Everyone who’s been bitten by the travel bug itches to be as far away from home as possible. I can attest to that. I always rather be elsewhere. I think it’s because at some point, home becomes a forced choice. I just happen to have to be here. I didn’t really get a say in where I will be born and raised. It just happened to be here. So anywhere but here was always better, but that was before I started to frequently become exposed to “elsewhere”.

To be in a place that was just an image and expectation can be overwhelming. It’s a hit or miss: either it turns out exactly (or more than) what I had in mind or not like it at all. If it’s a hit, I sustain the idea of wanting to be elsewhere. If by any chance it becomes a flop, that’s when I start comparing it back home.
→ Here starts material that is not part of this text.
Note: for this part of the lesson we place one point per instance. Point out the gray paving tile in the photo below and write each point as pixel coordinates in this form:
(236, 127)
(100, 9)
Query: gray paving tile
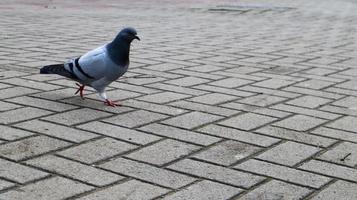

If the beach didn’t live up to how it looked in photos, I’d end up boasting how we have the most beautiful beaches here.

When the experience wasn’t as great as how others would write or about it, again, I’d compare it to how it is back home.

I never realized how beautiful the Philippines is until I started ticking items off my travel bucket list. Never did I see the Philippines in this light and I never did I see myself to be that person who would advocate its wonders to people I meet along the way.

I still love being elsewhere. I don’t think I will ever get that out of my system or not just yet, at least. But at the end of the day, there is something about home that will make us want to come back to it. Why? I still haven’t exactly figured out that one yet but we just need to stray away from time to time to have room for appreciation.  As another cliche puts it, absence makes the heart grow fonder.

I love to travel and I will always recommend it but I do know it’s not for everyone. I’m just hoping I at least gave justice to it being a must-do.

It’s one thing to get excited and suddenly itch to travel, it’s another to actually pack your bags and go.

So, I’m hoping to see you out there.